Research On The Application Of Quantitative Pyrosequencing For Rapid Diagnosis Of Down's Syndrome

DOWN'S syndrome is one of the most common chromosome aneuploidies for fetal. The main charachater is severe congenital mental retardation. It will be a heavy spirit and financial burden for the society and family. Establishing a noninvasive prenatal diagnosic method becomes very important.
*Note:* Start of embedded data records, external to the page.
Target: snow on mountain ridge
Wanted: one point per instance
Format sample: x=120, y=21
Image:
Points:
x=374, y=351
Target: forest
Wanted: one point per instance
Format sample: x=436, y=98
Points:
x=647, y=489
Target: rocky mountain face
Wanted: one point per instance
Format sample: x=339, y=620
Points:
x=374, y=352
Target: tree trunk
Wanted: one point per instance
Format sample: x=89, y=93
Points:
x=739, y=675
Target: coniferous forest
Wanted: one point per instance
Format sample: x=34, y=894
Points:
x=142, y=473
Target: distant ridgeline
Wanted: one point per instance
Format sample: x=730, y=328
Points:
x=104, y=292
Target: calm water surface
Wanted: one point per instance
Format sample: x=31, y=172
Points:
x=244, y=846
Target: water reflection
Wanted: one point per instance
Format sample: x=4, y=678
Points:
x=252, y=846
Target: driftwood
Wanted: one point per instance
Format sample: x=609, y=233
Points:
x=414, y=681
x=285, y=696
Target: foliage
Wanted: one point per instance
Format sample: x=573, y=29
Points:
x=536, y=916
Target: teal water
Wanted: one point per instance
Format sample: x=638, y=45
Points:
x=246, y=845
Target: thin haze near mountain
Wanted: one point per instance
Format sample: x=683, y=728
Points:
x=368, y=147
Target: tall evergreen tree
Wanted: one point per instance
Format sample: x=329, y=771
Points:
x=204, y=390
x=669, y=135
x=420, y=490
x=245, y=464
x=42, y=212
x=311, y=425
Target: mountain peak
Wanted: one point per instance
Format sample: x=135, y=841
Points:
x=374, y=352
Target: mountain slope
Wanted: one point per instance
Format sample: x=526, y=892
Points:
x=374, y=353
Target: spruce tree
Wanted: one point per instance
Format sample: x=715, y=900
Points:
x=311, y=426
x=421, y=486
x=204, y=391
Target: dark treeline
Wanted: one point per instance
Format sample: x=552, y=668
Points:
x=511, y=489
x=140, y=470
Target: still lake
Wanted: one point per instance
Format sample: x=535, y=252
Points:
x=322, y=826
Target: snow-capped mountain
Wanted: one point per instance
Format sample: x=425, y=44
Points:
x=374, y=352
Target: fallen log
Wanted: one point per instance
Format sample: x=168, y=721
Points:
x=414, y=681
The research proposed a method to detect DOWN'S syndrome through the quantitative pyrosequencing of the heterozygous SNPs on placental mRNA of chromosome 21 from maternal plasma. From the reference paper, three placental mRNAs (PLAC4, COL6A2, COL6A1) were selected. An improved allele-specific-amplification was used to screen heterozygous SNPs on the three genes of the chromosome 21 from 84 normal samples. By genotyping 84 genomic DNA samples from normal Chinese population, six SNPs with a relatively high level of heterozygosity were screened out. They are rs8130833, rs4818219 (PLAC4 mRNA), rs2839110, rs1042917, rs35548026(COL6A2 mRNA); rs1053315(COL6A1 mRNA). Heterozygote coverage of 92.9 % was achieved by using a panel of six SNPs on the chromosome 21. Pyrosequencing was used to quantitatively determine the ratio between two alleles of a heterozygote; and the diagnosis of DOWN'S syndrome was thus carried out based on the ratio. Ten clinical samples from DOWN's syndrome patients were quantitatively determined by pyrosequencing, and nine samples were accurately diagnosed by comparing the ratio of the two alleles. The pyrosequencing results showed that the ratio of two alleles were 2:1 or 1:2 for the DOWN's syndrome patients. A key factor which determines the usefulness of the placental expressed transcript for fetal chromosome dosage assessment lies in the co-expression of the allele of the targeted gene. The genotypes of 3 SNPs from the three genes on DNA and RNA from 20 placental tissues were matched with each other based on the results of allele-specific-amplification and pyrosequncing. DNA and RNA have the same genotypes, and the ratio of heterozygsities on RNA is all 1:1. 15 maternal plasma samples from pregnant individuals were determined through the method. Four of the six SNPs involved homozygous mothers and heterozygous fetuses. It suggested that PLAC4 mRNA and COL6A2 mRNA were pregnancy-specific transcripts in maternal plasma. The method has the advantage of low cost, simple process, and time-saving operation and could be potentially applicable to the rapid diagnosis of DOWN'S syndrome.